Royal Museums Greenwich Permanent Collection - Olaudah Equiano Sculpture - Queen's House
Queen's House, Royal Museums Greenwich, Romney Road, Located in National Maritime Museum Gardens, London SE10 9NF
On display in the Queen's House is the bronze sculpture 'OLAUDAH EQUIANO - African, slave, author, abolitionist' 2006 by Christy Symington which was acquired as part of the permanent collection of Royal Museums Greenwich in 2018 for permanent display.
The Queen’s House in Greenwich is one of the most interesting buildings in the country. It is architecturally important, as well as being famous for its former occupants and its art collection.
Contemporary art in the Queen's House
The Queen's House is home to a rich collection of contemporary artwork on free display. These artists have responded to contemporary concerns of nationhood, migration, tradition, and life at sea in their own unique and diverse ways.
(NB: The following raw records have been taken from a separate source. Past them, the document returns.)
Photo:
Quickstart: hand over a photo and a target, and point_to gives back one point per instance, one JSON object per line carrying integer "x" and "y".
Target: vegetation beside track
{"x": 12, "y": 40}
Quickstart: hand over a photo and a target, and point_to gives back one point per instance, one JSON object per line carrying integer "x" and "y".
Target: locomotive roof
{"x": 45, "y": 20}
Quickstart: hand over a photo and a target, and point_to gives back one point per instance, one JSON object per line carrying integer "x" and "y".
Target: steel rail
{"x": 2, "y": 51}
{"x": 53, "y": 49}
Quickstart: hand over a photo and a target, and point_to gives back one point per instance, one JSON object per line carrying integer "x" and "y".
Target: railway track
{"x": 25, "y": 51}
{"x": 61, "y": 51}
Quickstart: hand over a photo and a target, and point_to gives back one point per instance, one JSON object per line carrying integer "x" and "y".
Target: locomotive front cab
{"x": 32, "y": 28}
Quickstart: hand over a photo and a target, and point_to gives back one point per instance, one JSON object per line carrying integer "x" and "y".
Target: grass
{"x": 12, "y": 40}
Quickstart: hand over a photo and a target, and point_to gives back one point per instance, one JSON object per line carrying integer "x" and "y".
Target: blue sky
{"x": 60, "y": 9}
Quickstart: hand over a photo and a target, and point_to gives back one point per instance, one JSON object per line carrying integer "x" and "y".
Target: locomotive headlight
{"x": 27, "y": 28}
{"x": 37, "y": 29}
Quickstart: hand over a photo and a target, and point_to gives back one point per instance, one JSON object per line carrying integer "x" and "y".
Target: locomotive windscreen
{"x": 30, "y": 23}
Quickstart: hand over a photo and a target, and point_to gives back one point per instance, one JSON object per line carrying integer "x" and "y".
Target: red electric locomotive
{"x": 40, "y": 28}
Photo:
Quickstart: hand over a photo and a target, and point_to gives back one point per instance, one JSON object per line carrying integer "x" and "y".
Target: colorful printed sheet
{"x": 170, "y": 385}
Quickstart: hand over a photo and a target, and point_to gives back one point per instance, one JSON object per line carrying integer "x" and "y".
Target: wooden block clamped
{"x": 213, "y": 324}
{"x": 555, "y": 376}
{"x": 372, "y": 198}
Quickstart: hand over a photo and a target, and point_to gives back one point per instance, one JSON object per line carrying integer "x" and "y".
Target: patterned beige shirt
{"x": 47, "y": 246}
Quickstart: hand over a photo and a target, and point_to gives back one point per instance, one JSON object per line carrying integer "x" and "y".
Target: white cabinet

Christy Symington is a member of the Royal Society of Sculptors whose work focuses on representing overlooked or marginalized historical figures. Her sculpture of Olaudah Equiano, an important figure in the abolition movement, is set in dialogue with 18th-century naval portraits to explore notions of heroism, then and now.
The Queen’s House is famous today for its extraordinary art collection including works by Great Masters such as Gainsborough, Reynolds, Turner and Hogarth.
Inigo Jones, England's first great architect, designed the Queen's House. It was England's first truly classical building. The Queen’s House was completed around 1636 and is considered remarkable for its break with the traditional, red-brick Tudor style of building, and for its elegant proportions and the high quality of its interiors. The famous architect Inigo Jones was commissioned to design the building in 1616 by King James I’s wife, Anne of Denmark.